Hoe zit een enquête feitelijk in elkaar? Allereerst bepaalt de Kamer de afbakening van het onderwerp en de onderzoeksvraag van de enquête. Veel tijd en personele inzet gaat vervolgens zitten in het onderzoek van documentatie en interviews met betrokkenen. Dit onderzoek wordt verricht door ambtenaren en speciaal aangetrokken onderzoekers (juristen, politicologen, historici). Het meest opvallende onderdeel van een enquête zijn de openbare verhoren door de Enquêtecommissie. Een deel daarvan ligt in het verlengde van het vooronderzoek: de ondervraging richt zich op reconstructie en waarheidsvinding. Voor een deel van de ondervraagden (Kamerleden, ambtenaren, betrokkenen van buiten de overheid, slachtoffers) heeft het verhoor geen directe consequenties. Anders ligt dat bij het verhoor van (voormalige) bewindslieden. Zij worden aangesproken op hun persoonlijke verantwoordelijkheid en kunnen daarop worden afgerekend. Juist dat gedeelte van de verhoren trekt de meeste aandacht en leidt tot speculaties: welke minister zal moeten aftreden. Dit wordt nog versterkt door het principe dat zittende bewindslieden formeel verantwoordelijk worden gehouden voor het falen van hun voorgangers.

Toch is het belangrijkste blijvende effect van parlementaire enquêtes niet gelegen in die politieke afrekening. In de commissierapporten is die politieke verantwoordelijkheid vaak maar één van de vele de conclusies. Minder zichtbaar en minder spectaculair, maar op de lange termijn veel belangrijker, zijn de inhoudelijke aanbevelingen. Deze hebben sinds de eerste moderne parlementaire enquête, die naar de staatssteun voor de scheepsbouw in 1984, wel degelijk vaak aanleiding gegeven tot vergaande aanpassingen van het overheidsbeleid en van de regelgeving op belangrijke beleidsterreinen. Denk aan het toezicht op de overheidsuitgaven, de sociale zekerheid, de volkshuisvesting en de opsporingsmethoden van politie en OM. Daarin zit de blijvende betekenis van die enquêtes, niet in het lot van gevallen bewindslieden.

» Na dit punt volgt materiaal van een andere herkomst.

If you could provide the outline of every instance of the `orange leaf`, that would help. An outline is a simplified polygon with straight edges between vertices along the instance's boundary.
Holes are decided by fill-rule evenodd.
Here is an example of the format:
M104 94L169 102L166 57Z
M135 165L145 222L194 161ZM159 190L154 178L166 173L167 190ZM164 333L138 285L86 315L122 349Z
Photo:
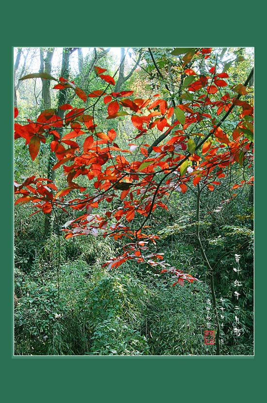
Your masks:
M143 119L141 117L136 115L133 115L131 117L131 120L132 123L136 129L139 129L139 130L142 130L143 129Z
M101 68L101 67L98 67L96 66L95 66L94 69L95 71L98 75L99 74L101 74L101 73L103 73L104 71L107 71L106 68Z
M208 140L205 142L202 147L202 154L203 155L207 153L211 147L212 142L210 140Z
M97 98L98 97L101 97L102 95L105 95L106 93L101 90L95 90L95 91L93 91L93 92L91 92L88 94L88 96L90 97L90 98Z
M216 85L209 85L207 87L207 91L208 94L216 94L218 91L218 88Z
M39 152L40 148L40 137L34 135L31 139L29 145L29 151L33 161L34 161Z
M94 138L93 136L88 136L86 137L83 143L83 151L87 152L91 148L93 143L94 143Z
M119 109L119 105L117 101L113 101L108 106L108 113L109 116L117 113Z
M109 84L112 84L113 85L115 85L115 81L114 81L113 77L111 77L107 74L100 74L99 77L102 79L102 80L108 82Z
M89 97L89 95L88 95ZM112 100L112 97L110 96L110 95L107 95L104 98L104 103L108 104Z
M225 87L228 85L224 80L215 80L214 83L218 87Z
M124 199L126 197L129 192L130 187L129 189L128 189L127 190L123 190L121 193L120 193L120 200L123 200L123 199Z
M103 140L107 140L108 141L109 140L108 136L107 136L106 134L105 134L102 131L99 131L98 133L96 133L96 134L99 139L102 139Z
M187 76L196 76L197 73L191 68L186 68L184 70L184 74Z
M83 90L81 88L79 88L78 87L76 87L75 88L75 93L79 98L81 98L83 102L85 102L87 99L87 96Z
M81 136L82 134L84 134L85 132L83 131L82 130L80 130L79 133L77 133L76 131L70 131L69 133L67 133L67 134L65 134L62 138L61 139L62 140L68 140L70 139L74 139L75 137L78 137L78 136Z
M133 210L130 210L130 211L126 214L126 220L127 221L130 222L132 221L133 218L134 217L134 215L135 214L135 211L134 209Z

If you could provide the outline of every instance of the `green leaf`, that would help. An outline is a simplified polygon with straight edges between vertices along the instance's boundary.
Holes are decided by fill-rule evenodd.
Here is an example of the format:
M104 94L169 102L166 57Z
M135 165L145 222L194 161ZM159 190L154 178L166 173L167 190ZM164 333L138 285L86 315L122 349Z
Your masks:
M194 99L194 96L192 94L189 92L184 92L181 96L181 98L183 99L185 99L186 101L193 101Z
M190 154L194 154L195 150L196 149L196 145L195 142L192 139L189 139L187 142L187 150Z
M179 56L179 55L183 55L184 53L187 53L187 52L190 52L192 50L192 48L175 48L172 52L171 52L171 54L173 56Z
M151 161L146 161L145 162L142 162L138 169L138 171L141 171L144 168L146 168L149 165L150 165Z
M45 79L46 80L53 80L54 81L58 82L58 80L52 77L50 74L47 73L32 73L31 74L27 74L27 76L24 76L21 77L19 80L27 80L27 79Z
M188 166L188 161L187 160L186 160L184 162L183 162L180 167L180 173L181 177L182 177L183 175L184 175L186 172Z
M184 111L182 111L180 108L175 108L174 114L177 120L179 120L182 125L184 125L185 123L185 116Z
M248 129L242 129L242 131L245 135L245 137L247 137L250 141L252 141L252 143L254 143L254 136L252 131L250 131L250 130L249 130Z
M236 62L244 62L244 60L246 59L243 56L238 56L235 59Z
M222 70L222 72L225 73L225 72L227 71L228 70L228 69L230 68L234 62L234 61L232 60L231 62L228 62L227 63L225 63L225 64L224 64L224 67L223 67L223 70Z
M120 111L119 112L117 112L116 113L114 113L114 115L111 115L110 116L108 116L106 119L114 119L115 117L118 117L121 116L126 116L126 115L129 115L130 113L127 113L127 112L125 112L125 111Z
M193 81L195 81L194 76L187 76L184 80L182 88L184 88L185 87L188 87Z

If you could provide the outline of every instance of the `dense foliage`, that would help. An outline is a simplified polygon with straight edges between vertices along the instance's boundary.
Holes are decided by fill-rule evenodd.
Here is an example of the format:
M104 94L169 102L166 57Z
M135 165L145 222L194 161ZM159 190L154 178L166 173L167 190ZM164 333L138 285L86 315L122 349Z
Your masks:
M15 81L15 354L253 354L252 49L54 50Z

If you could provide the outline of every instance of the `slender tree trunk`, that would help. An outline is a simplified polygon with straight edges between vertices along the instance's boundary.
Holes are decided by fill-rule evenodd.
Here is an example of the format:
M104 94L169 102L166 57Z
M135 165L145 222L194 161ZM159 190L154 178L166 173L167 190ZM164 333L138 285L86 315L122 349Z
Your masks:
M73 51L73 48L64 48L62 52L62 63L61 65L61 76L67 80L68 79L69 75L69 56ZM48 66L49 64L48 63ZM66 103L67 97L67 89L60 90L58 95L58 107ZM64 117L64 111L58 108L57 114L62 119ZM62 135L62 132L59 129L59 132ZM54 152L50 152L48 161L47 177L51 179L54 182L55 172L53 170L53 167L56 162L56 158ZM47 238L51 234L52 227L52 213L47 214L45 217L44 236Z
M22 52L22 49L21 48L19 48L17 49L17 54L15 64L14 65L14 106L16 107L17 106L17 89L16 85L16 76L17 72L17 69L18 68L18 66L19 65L19 62L20 61Z
M54 54L54 48L51 48L48 49L45 59L44 58L43 50L40 49L40 72L51 74L52 69L52 58ZM51 108L51 96L50 95L50 80L42 80L42 109L50 109Z
M214 310L214 314L215 316L215 322L216 326L217 327L217 331L216 332L216 355L220 355L220 324L219 322L219 317L218 315L218 311L217 310L217 305L216 303L216 296L215 294L215 290L214 288L214 281L213 278L214 271L213 268L211 267L209 259L207 257L205 250L202 244L200 237L200 196L201 190L200 188L200 184L197 184L198 193L197 195L197 209L196 209L196 222L197 228L196 233L198 242L200 246L201 254L205 262L205 265L207 270L207 277L210 280L210 288L211 290L211 295L212 298L212 305Z
M137 61L131 71L127 74L127 76L124 76L124 67L125 63L125 49L124 48L120 48L120 62L119 64L119 69L118 73L118 78L117 80L115 87L114 88L114 92L119 92L122 85L127 81L131 77L133 73L136 68L138 63L141 60L141 53L139 51Z
M79 74L82 74L83 70L83 57L81 48L78 48L78 65Z

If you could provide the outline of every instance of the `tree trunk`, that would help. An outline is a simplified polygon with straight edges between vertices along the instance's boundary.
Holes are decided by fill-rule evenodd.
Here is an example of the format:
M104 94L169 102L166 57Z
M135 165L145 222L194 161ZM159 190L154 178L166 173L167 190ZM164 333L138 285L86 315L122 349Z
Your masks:
M16 75L17 71L18 66L19 65L19 62L20 61L20 58L21 56L22 52L22 49L21 48L19 48L17 49L17 54L15 64L14 65L14 106L16 107L17 107L17 89L16 86Z
M83 57L82 48L78 48L78 65L79 67L79 74L82 74L83 69Z
M127 76L124 76L124 66L125 62L125 49L124 48L120 48L120 62L119 64L118 78L117 81L114 88L114 92L119 92L122 85L131 77L134 70L136 68L140 61L141 60L141 53L139 51L137 61L130 73Z
M69 74L69 56L73 51L73 48L64 48L62 52L62 63L61 65L61 76L67 80L68 79ZM50 59L51 62L51 60ZM49 66L49 63L47 64ZM45 80L45 81L46 80ZM44 94L45 93L44 92ZM58 95L58 107L66 103L67 97L67 89L60 90ZM64 117L64 111L59 109L58 107L57 114L62 119ZM62 135L62 130L59 129L58 132ZM49 156L47 170L47 177L51 179L53 182L55 181L55 171L53 170L53 167L56 162L56 158L54 152L51 151ZM52 214L46 214L45 217L45 228L44 235L46 238L49 237L51 234L52 227Z
M44 58L43 50L40 49L40 72L47 73L51 74L52 69L52 58L54 53L54 48L49 48ZM50 109L51 108L51 96L50 95L50 83L49 80L42 80L42 109Z

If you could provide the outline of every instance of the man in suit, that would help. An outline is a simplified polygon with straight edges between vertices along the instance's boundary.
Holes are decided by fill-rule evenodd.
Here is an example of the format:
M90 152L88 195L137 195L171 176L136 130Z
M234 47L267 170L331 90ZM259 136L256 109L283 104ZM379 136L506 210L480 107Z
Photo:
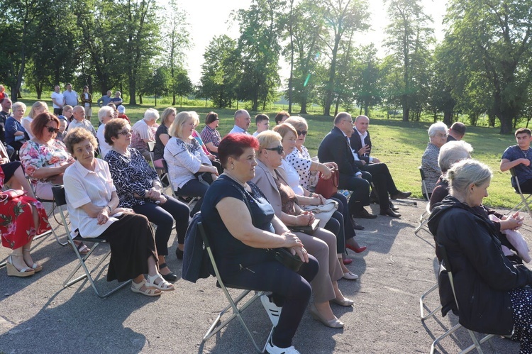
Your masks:
M355 164L351 153L349 137L353 133L351 115L340 112L334 118L334 127L321 141L318 149L318 158L321 162L336 162L340 178L338 187L353 191L349 199L349 211L355 218L375 219L364 206L370 205L370 183ZM369 175L369 173L367 173Z
M355 118L355 126L353 133L350 139L351 148L353 149L355 163L362 171L367 171L372 175L372 180L377 189L377 195L379 204L381 205L381 211L384 209L385 203L391 208L388 194L392 199L400 199L408 198L412 194L410 192L401 192L397 189L394 182L394 179L388 170L388 166L374 157L370 156L371 153L371 138L367 128L370 126L370 118L366 116L358 116ZM392 209L393 210L393 209ZM397 210L397 209L395 209ZM387 215L397 213L387 213Z

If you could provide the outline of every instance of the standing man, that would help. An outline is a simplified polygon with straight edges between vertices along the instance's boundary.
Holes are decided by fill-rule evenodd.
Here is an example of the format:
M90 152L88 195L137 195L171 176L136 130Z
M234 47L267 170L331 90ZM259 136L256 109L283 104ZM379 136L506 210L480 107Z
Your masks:
M336 162L340 172L338 188L353 191L349 199L349 212L355 218L375 219L364 206L370 205L370 182L355 163L349 138L353 134L353 120L347 112L340 112L334 118L334 127L321 141L318 159L321 163Z
M520 128L515 133L517 145L510 146L504 150L501 159L501 171L513 168L519 182L521 191L524 194L532 193L532 151L530 143L532 131L528 128ZM511 186L517 190L517 186Z
M239 109L235 112L235 126L233 127L229 134L231 133L249 134L248 128L250 127L250 123L251 117L248 111L245 109Z
M109 102L111 102L111 95L112 92L111 90L107 91L107 94L105 96L102 96L99 99L98 99L98 101L96 103L98 104L99 107L101 107L103 106L107 106L109 104Z
M63 106L65 106L65 96L59 92L60 89L59 85L55 85L54 92L52 92L52 104L55 116L60 116L63 114Z
M65 96L65 104L68 104L72 107L77 106L79 103L79 96L77 92L72 89L72 85L70 83L66 85L67 90L63 91L63 96Z

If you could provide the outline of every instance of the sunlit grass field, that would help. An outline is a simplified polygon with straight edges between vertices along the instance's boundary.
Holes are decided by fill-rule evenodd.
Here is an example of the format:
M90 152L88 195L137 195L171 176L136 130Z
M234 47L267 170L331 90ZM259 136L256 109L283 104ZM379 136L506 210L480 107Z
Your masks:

Wat te doen om de Kamer meer slagkracht te geven? Ligt het niet voor de hand om de parlementaire onderzoekstraditie zoals die in de afgelopen jaren is gegroeid, inclusief lichtere vormen van parlementair onderzoek en de ‘flitsenquête’ een structureler karakter te geven? De Nationale Rekenkamer is al verantwoordelijk voor het toezicht op de rijksfinanciën en onderzoekt jaarlijks aan de hand van begroting en rekening de beleidsresultaten van alle ministeries. Rust de Rekenkamer toe voor structureel evaluatief (historisch) onderzoek naar grotere beleidsterreinen, los van de vraag of op die terreinen sprake is van een acute, enquêtewaardige crisis. Deze werkwijze kan grote ongelukken (zoals de Toeslagenaffaire) helpen voorkomen, de regering de mogelijkheid geven beleid bij te sturen en de Kamer de gelegenheid geven bewindslieden tijdig aan te spreken op hun verantwoordelijkheid voor hun eigen beleid.

 

Prof.dr. Dirk Jan Wolffram is hoogleraar geschiedenis van bestuur en politiek in de moderne tijd aan de letterenfaculteit van Rijksuniversiteit Groningen.